Saya teringat pada satu eksperimen berpikir. Ketika kita lahir, kita tidak pernah memilih banyak hal, jenis kelamin, etnis, agama, tingkat kekayaan, status sosial, bahkan tingkat kecerdasan. Di eksperimen berpikir ini kita diajak membayangkan: jika saya lahir sebagai mereka, dalam lingkungan dan kondisi mereka, apakah saya menjadi mereka?

Dan jika saya jujur menjawab, maka saya yakin: ya, saya juga akan menjadi bagian dari “SDM rendah” itu.

Saya ada di posisi ini, yang bisa menulis, merenung, merasa resah, karena banyak faktor yang yang tidak saya pilih. Orang tua yang terbuka, lingkungan pertemanan yang suportif, akses pendidikan yang cukup, dan kondisi ekonomi yang memungkinan saya sekolah hingga sarjana. Tapi, jika saya dibesarkan di lingkungan yang keras, yang sehari-ahrinya hanya tentang bertahan hidup, yang jauh dari bacaan, ruang diskusi yang melatih cara berpikir kritis, yang tidak memberi kesempatan untuk keluar dari cangkang “kejenakaan” itu, maka besar kemungkinan saya akan mengulang pola yang sama seperti mereka.

Lagipula, mari kita jujur: apakah sistem pendidikan formal di negeri ini, selain di segelintir sekolah favorit atau swasta elit, sungguh mampu membawa seseorang keluar dari kebodohan struktural? Pendidikan di banyak tempat justru tak mengubah apa-apa, bahkan memperpanjang siklus kedunguan yang diwariskan. Maka, kalau kebodohan itu tetap terjadi, seringkali itu bukan karena pilihan mereka, melainkan hasil dari sistem yang gagal dan tak mereka kendalikan.
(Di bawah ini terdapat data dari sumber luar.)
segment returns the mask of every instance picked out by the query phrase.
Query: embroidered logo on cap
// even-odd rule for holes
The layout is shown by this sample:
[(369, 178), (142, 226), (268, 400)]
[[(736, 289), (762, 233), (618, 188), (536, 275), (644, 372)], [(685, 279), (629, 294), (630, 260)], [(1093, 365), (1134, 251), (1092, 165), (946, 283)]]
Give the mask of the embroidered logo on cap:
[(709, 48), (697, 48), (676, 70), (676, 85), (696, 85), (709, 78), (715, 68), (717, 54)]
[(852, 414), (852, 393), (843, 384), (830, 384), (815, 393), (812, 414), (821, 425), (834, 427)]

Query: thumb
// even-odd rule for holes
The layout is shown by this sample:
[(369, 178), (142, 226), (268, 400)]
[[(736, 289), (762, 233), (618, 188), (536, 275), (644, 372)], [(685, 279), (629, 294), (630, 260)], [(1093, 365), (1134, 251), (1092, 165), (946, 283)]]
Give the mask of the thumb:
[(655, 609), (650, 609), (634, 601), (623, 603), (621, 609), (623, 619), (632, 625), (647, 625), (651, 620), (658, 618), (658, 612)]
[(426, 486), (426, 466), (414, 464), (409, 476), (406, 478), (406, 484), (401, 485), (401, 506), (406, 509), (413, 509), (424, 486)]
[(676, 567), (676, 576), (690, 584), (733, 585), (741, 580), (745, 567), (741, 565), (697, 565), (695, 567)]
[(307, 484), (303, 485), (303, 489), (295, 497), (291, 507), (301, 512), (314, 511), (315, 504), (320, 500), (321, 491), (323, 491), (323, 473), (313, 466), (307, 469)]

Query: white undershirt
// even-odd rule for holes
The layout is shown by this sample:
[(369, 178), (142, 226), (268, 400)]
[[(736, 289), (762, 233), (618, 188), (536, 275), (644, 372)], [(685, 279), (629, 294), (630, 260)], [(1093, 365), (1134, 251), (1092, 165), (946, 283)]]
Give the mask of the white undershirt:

Saya pernah mengalami langsung, ketika turun ke masyarakat dalam kegiatan KKN di daerah yang sangat tertinggal. Di sana, sebagian besar hanya tamat SD atau SMP karena untuk jenjang SMA mereka harus menyebrang lewat perahu dan kemudian naik angkot yang total perlu waktu 30 bahkan 1 jam lamanya, belum lagi biaya buku dan seragam, membuat orang tua dan anaknya sendiri malas mengenyam pendidikan lanjut. Tempat KKN saya ini disebut-sebut sebagai “gudang TKI”. Dan memang, kejenakaan yang kerap dikutuk warganet terjadi di sana: orang tua yang mengirim anak-anaknya ke luar negeri lewat agen ilegal yang berujung perdagangan manusia; kasus kekerasan pada wanita bahkan pemerkosaan yang diselesaikan dengan pernikahan paksa; perdukunan yang banyak dijadikan jalan keluar instant; suami pengangguran yang berpoligami dengan istri-istri yang semuanya menjadi TKW. Dan yang lebih memilukan, banyak dari itu semua sudah dianggap wajar!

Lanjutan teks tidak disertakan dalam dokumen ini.